We recently made a massive URL change at Geni where millions of profile URLs were changed from this format: http://www.geni.com/genealogy/people/NAME-SLUG/PROFILE-ID to this format: http://www.geni.com/people/NAME-SLUG/PROFILE-ID We had myriad issues to work through, including:
- Antiquated code that wasn’t properly 301ing URLs if a cookie wasn’t set (which meant we were accidentally cloaking the /genealogy URLs as 200 OK to most bots, but showing a 301 to anything that could set a cookie)
- Caching issues (memcache requires a lot of resources when scaling over tens of millions of URLs, and yes, we live and die by the belief that speed is important)
- Resources for reporting and testing (I’m in my fifth week, we’re working on it!)

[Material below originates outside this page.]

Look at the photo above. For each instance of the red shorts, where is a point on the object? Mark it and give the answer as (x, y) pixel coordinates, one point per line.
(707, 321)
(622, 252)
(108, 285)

- Indexed pages were decreasing significantly in GWT
- We hadn’t updated our directory or our XML Sitemaps to reflect the URL change yet (we wanted Google to see as many of the redirects as possible to speed up the migration process)
- Recent changes to robots.txt had significantly increased crawling on our family tree pages, which aren’t really optimized (and kinda slow for users but not bots, hi Flash).
- We made significant changes to how we tag URLs in Google Analytics (this made it very difficult to see what was happening because we didn’t have an easy way to compare data – I know, slow down George, right?)